The comparison of global-scale and local-scale PRDFs for (a) TMAO and (b) urea. Subfigures (a1 to a2) are results from global-scale and local-scale PRDFs of TMAO systems, respectively. Subfigures (b1 to b2) are results from global-scale and local-scale PRDFs of urea systems, respectively. The PRDF of N-O is examined in the case of TMAO and C-O for the urea osmolyte. It can be seen that, the first peak value of the TMAO PRDFs increases with the concentration, while the first peak value of urea PRDFs decreases with the concentration.

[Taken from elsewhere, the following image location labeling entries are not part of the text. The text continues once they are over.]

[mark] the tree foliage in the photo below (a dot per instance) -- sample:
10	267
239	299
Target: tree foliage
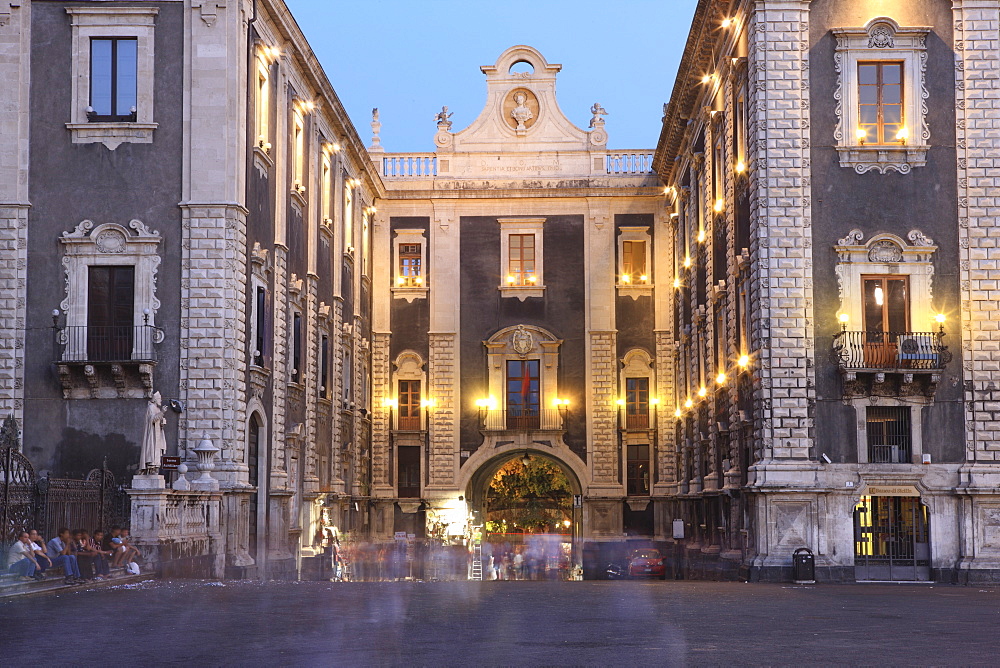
534	497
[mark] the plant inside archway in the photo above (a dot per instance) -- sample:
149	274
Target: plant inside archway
530	497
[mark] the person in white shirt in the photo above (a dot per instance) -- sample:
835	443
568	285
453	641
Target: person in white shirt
59	553
38	546
21	557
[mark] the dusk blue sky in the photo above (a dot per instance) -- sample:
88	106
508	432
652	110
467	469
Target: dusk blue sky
410	57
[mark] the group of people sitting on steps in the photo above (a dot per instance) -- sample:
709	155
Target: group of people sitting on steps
82	557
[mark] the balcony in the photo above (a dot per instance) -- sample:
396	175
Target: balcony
522	420
109	344
896	358
108	361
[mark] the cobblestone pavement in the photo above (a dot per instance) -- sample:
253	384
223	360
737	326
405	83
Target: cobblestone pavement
507	623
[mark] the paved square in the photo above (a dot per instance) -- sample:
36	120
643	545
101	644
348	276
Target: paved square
511	623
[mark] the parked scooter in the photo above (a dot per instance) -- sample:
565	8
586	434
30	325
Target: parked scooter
615	572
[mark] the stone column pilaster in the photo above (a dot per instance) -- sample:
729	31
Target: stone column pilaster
977	35
781	279
15	63
442	375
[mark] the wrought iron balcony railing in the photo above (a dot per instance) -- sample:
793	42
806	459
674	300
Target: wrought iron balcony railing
109	343
890	351
522	420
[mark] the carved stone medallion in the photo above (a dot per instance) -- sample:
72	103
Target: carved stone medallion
520	109
521	341
885	251
110	241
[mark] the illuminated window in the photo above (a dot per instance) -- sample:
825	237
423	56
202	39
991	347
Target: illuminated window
880	100
637	458
881	96
408	401
634	259
637	403
521	259
263	109
523	394
348	217
326	195
408	471
410	265
634	276
298	152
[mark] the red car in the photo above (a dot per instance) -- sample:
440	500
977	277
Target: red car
646	563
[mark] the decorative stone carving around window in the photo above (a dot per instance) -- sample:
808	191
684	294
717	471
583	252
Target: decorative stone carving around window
522	226
887	254
882	39
130	374
112	21
520	343
638	283
401	289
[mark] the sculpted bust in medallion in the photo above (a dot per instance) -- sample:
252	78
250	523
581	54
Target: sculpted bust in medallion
521	113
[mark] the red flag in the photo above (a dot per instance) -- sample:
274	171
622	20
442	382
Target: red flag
525	386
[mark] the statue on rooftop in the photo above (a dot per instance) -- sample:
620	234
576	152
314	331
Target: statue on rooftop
597	110
443	117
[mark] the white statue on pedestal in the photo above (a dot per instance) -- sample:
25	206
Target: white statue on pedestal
154	443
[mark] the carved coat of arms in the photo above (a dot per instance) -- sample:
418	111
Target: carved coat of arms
521	341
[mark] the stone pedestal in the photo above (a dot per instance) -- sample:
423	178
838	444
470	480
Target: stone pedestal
178	533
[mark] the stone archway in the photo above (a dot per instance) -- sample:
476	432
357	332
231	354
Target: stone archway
558	507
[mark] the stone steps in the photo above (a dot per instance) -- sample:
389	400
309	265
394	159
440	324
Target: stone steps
12	586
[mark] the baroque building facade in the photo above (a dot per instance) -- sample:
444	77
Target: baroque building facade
831	171
774	332
523	284
197	201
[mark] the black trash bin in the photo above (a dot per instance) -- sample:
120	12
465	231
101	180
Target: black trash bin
803	566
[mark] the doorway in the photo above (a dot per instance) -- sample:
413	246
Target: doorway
891	539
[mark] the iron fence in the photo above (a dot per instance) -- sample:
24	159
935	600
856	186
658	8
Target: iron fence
95	502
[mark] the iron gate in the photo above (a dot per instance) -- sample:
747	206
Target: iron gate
17	494
96	502
891	539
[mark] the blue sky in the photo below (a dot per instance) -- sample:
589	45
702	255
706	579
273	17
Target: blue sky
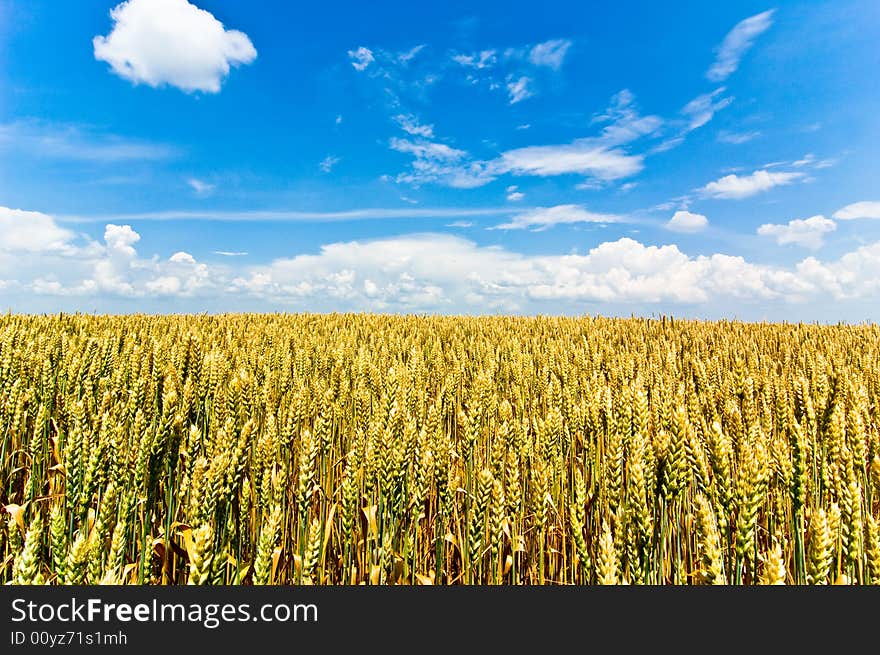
702	159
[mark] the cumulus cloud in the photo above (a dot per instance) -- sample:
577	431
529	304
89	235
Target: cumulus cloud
430	272
182	258
518	89
120	239
158	42
361	58
550	53
864	209
737	187
448	273
808	232
736	43
685	221
28	231
542	218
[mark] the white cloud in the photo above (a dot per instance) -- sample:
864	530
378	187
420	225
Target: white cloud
542	218
550	53
361	58
685	221
703	108
448	273
737	138
328	163
864	209
411	125
408	55
120	239
432	272
439	163
182	258
602	158
479	60
71	142
736	187
584	156
201	187
808	233
426	149
519	90
27	231
736	43
157	42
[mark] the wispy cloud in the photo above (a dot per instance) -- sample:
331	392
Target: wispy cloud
602	157
808	232
408	55
542	218
77	143
737	138
411	125
703	108
736	43
550	53
361	58
858	210
737	187
377	213
478	60
685	221
201	187
518	89
328	163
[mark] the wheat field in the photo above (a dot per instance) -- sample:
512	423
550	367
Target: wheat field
368	449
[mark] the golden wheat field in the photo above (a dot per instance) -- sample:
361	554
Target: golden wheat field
369	449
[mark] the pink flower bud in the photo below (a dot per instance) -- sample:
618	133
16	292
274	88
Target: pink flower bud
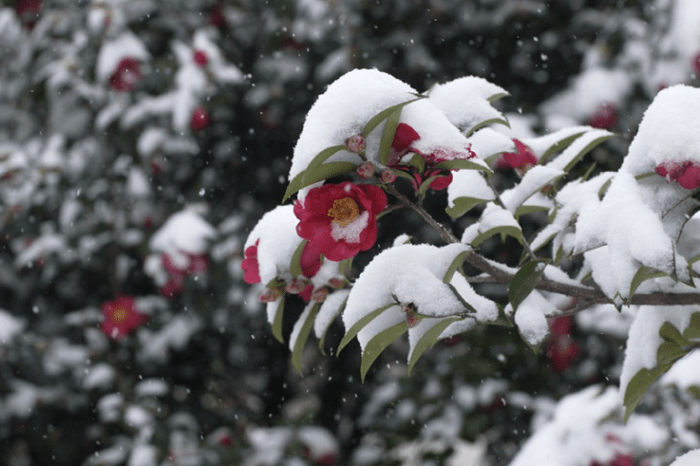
387	175
356	144
337	283
270	295
200	58
295	286
200	119
365	170
320	295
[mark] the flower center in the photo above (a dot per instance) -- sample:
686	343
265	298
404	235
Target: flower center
119	315
344	211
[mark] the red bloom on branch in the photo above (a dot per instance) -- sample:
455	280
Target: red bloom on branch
604	117
126	75
250	264
340	220
521	160
121	317
404	137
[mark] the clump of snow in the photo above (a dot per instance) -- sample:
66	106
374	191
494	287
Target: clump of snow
668	131
576	433
412	274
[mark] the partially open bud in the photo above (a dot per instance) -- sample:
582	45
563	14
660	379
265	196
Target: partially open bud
270	295
295	286
320	294
387	175
356	144
365	170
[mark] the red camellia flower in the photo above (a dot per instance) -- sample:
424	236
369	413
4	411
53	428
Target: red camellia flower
250	264
200	119
404	137
121	317
28	12
200	58
604	117
685	173
521	160
340	220
126	75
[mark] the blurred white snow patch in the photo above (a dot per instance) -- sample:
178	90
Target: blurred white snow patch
99	376
576	433
591	88
9	326
174	335
692	458
143	455
24	396
109	407
112	52
151	387
61	356
668	131
269	445
184	232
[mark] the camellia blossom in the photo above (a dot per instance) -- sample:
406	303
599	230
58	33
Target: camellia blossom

To have a better understanding of the local-scale PRDFs, we check the PBNs and PEs from the local-scale IPH. Figure 13 demonstrates β0 PBNs for TMAO and urea. The indices (a) and (b) represents TMAO and urea respectively. The subscripts 1–2 corresponds to the PBNs and PEs respectively. The β0 PBNs are directly related to PRDFs. It can be seen that indeed the TMAO β0 PBNs decrease much faster than those of TMAO at the filtration region from 5 Å to 10 Å, consistent with our observations in local-scale PRDFs. Further, we study the corresponding BPEs. It can be seen in Fig. 13, that the average BPE values for both local-scale IPH models increase with the concentration. More interestingly, the BPE variance for TMAO decreases with the concentration, while that for urea systematically increases with the concentration.

Figure 13
figure 13

The comparison of average β0 PBNs and BPEs for hydrogen-bonding networks of (a) TMAO and (b) urea systems. Subfigures (a1 to a2) are TMAO β0 PBNs and β0 BPEs, respectively. Subfigures (b1 to b2) are urea β0 PBNs and β0 BPEs, respectively. The N-O pair interaction network is considered for analysis. The comparison of average β0 BPEs from the IPH analysis of TMAO and urea systems. For each configuration, a BPE value can be calculated, thus a total 101 BPEs are obtained for each simulation. It can be seen that, the average BPE increases with the concentration for both TMAO and urea. However, the BPE variance for urea systematically increases.

Conclusion

In this paper, we use the weighted persistent homology to study the topological properties for osmolyte molecular aggregation and their hydrogen-bonding networks at a local scale. Two different models, i.e., localized persistent homology (LPH) and interactive persistent homology (IPH), are considered. We propose Boltzmann persistent entropy (BPE) to quantitatively characterize the topological features from LPH and IPH, together with persistent Betti number (PBN). Based on persistent barcodes, we have proposed the persistent radial distribution function (PRDF). It has been found that the global-scale PRDF will reduce to traditional radial distribution function. While local-scale PRDFs can efficiently characterize the local interactions within the Voronoi cells. We will consider MD simulations, including high pressure conditions, solution with both urea and TMAO, and protein with TMAO or urea, in our future works to fully elucidate the mechanisms for protein stabilization. Note that since any graph can be constructed into a simplicial complex (through clique complex), our weighted persistent homology models can be used in the analysis of graph and network structures from material, chemical and biological systems114,115,116.